Janaki Mandir of Janakpur, a center of pilgrimage where the wedding of Rama and Sita as vivaha festival is re-enacted.

Sita has been a much revered figure amongst the Hindus. In the blurring of the boundary between religion and mythology, between history and fiction, she has been portrayed as an ideal daughter, an ideal wife, and an ideal mother. These portrayals of her never change, and are more or less constant in various texts, stories, illustrations, and even movies and modern media. Sita is often worshipped with Rama as his consort. The occasion of her marriage to Rama is celebrated as Vivaha Panchami.

The actions, reactions and instincts manifested by Sita at every juncture in a long and arduous life are deemed exemplary; Her story has been portrayed in the book Sitayanam.[9] The values that She enshrined and adhered to at every point in the course of a demanding life are the values of womanly virtue held sacred by countless generations of Indians.

What is ambiguous is her portrayal as an ideal queen. Was she a good states person? Was she a warrior?

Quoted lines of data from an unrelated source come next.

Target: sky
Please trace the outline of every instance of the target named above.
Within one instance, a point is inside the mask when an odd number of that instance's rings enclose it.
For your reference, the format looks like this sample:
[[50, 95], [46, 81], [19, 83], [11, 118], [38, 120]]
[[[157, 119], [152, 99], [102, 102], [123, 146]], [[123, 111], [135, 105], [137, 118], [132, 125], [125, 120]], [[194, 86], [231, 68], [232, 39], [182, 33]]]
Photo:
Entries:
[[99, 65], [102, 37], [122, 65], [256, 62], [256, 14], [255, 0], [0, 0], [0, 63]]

Her sacrifices and actions are most often portrayed in her personal capacity and not as a governance figure. Sita was abducted because she had to step out of the safety line to give alms to Ravan disguised as a Brahmin. The giving of alms to Brahmin in those times was more of a duty to be performed, rather than an optional charitable act. This held true more so for the royals and they were to lead by example. Also, the incident of Sita's refusal to come back with Hanuman like a common thief, her renunciation of queen-hood and exile from Ayodhya after her return. All her key aspects are shown in a favourable light, but not as a head of state, but as an ideal woman. This is in stark contrast to Rama, who is always portrayed also as an ideal king who was just and fair and always thought of his people before all else in addition to being depicted as an ideal husband and an ideal son.

Popular culture sees Sita as an abla nari or a helpless woman. She is portrayed as someone who needs support and assistance of the male folk in the myth. However, this would have to be balanced with Sita's steadfast demonstration of honor and dignity, compelling her to both enter the fire and to ask Mother Earth to take her from a setting filled with pain and misunderstanding. In this light, Sita becomes a complex figure of what it means to be a woman.[citation needed]

[edit]As a feminist issue

Sita endures the trial by fire (Agni Pariksha) to prove her chastity.

From a feminist perspective, Sita's story is illustrative of subjugation of women in Hindu culture especially in comparison to Durgawho is a symbol of female raw force:

  • She fits the classic damsel in distress stereotype, waiting to be rescued by a man. Indeed she takes it a step further and refuses to be rescued by anyone other than her man.
  • She alone is suspected of adultery by Rama and her subjects, and forced to prove her innocence. Rama is never asked to undergo the trial by fire to prove he was faithful to her, and neither is he doubted by his subjects or by Sita.
  • Rama banishes Sita to the forest for merely having been accused of adultery by citizens of Ayodhya.
  • Years later, when Rama meets her again through coincidence, he hesitates to take her back, causing Sita to call up her mother Bhūmi and be subsumed into the earth (which may arguably be a metaphor for suicide).

Thus from a feminist perspective, to hold Sita up as an example of the ideal woman and wife is to endorse male supremacy and female subservience; and to endorse Rama as the ideal husband is to endorse misogyny. There is evidence that this "Sita Syndrome" encourages domestic violence and subjugation of women in the subcontinent and diaspora communities.[10]